# Return Early Pattern for Functions help++

Tell us what’s happening:
I’m having a hard time understanding this one. Any insight?

// Setup
function abTest(a, b) {
// Only change code below this line

// Only change code above this line

return Math.round(Math.pow(Math.sqrt(a) + Math.sqrt(b), 2));
}

// Change values below to test your code
abTest(2,2);

User Agent is: Mozilla/5.0 (Macintosh; Intel Mac OS X 10_12_6) AppleWebKit/537.36 (KHTML, like Gecko) Chrome/76.0.3809.100 Safari/537.36.

What specifically are you having trouble understanding?

Hello @guttervacay.
The lesson about the return statement says that when a return statement is reached, the execution of the current function stops and control returns to the calling location. Whatever there is still in that function that has been put after the return statement will NEVER be executed.
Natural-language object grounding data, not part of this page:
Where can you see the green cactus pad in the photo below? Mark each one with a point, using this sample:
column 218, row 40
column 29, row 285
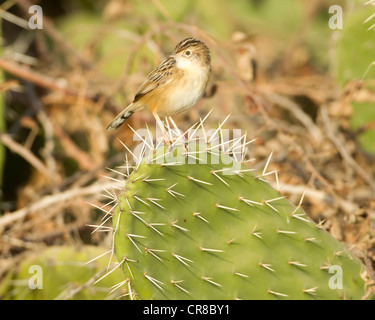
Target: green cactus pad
column 214, row 230
column 62, row 270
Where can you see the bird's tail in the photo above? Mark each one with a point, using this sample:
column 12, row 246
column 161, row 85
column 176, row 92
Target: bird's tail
column 121, row 117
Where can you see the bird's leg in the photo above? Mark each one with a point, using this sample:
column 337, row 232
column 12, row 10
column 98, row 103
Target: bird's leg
column 161, row 126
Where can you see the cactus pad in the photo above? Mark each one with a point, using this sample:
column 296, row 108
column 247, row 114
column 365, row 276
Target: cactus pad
column 216, row 230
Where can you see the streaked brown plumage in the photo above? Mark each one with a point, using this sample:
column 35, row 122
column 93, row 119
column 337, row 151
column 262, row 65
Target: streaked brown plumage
column 173, row 86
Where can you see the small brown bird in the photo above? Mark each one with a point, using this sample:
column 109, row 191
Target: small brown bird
column 174, row 86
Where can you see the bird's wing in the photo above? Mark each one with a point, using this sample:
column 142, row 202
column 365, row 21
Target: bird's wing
column 159, row 76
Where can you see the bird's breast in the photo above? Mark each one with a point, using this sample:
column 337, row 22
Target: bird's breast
column 186, row 89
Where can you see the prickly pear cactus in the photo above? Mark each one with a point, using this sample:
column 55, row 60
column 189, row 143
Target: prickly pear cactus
column 61, row 272
column 214, row 230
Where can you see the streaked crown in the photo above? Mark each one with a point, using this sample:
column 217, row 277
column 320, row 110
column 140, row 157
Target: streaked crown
column 196, row 47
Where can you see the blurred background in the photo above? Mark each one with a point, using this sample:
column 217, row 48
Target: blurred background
column 285, row 72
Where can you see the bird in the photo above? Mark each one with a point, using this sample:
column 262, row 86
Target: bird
column 174, row 86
let randomNameForAFunction = function(){
let num = 0;
return num;
let increasedNum = num + 7;
return increasedNum;
}

console.log(randomNameForAFunction());
//Will always output 0 because the flow of the function will stop at the first return encountered

In case of loops/switches/if-else, you need to follow the control dictated by those statements

let randomNameForAFunction = function(IAmABoolean){
if(IAmABoolean){
return 0;
}
return 7;
}

console.log(randomNameForAFunction(true));
//Will always output 0 because the flow of the function will stop at the first return encountered. The parameter is true, so the part inside the body of the `if` is executed

console.log(randomNameForAFunction(false));
//Will always output 7 because the first return encountered is actually the second that is written inside the function. The parameter is false, so the part inside the body of the `if` is skipped

Edit: knowing this, the lesson asks you to modify the function abTest so that if a or b are less than 0 the function will immediately exit with a value of undefined and it also warns you on the fact that undefined is not a string, but a JS keyword (it’s actually one of the primitive values).

Edit 2: it’s also a way to return early from some function when the conditions are not met. In the example on the challenge, the condition for a square root is that the number to which it is applied is greater or equal to zero. When that is not the case, exit early from the function and avoid the computation of Math.sqrt(a) + Math.sqrt(b) which would cause errors.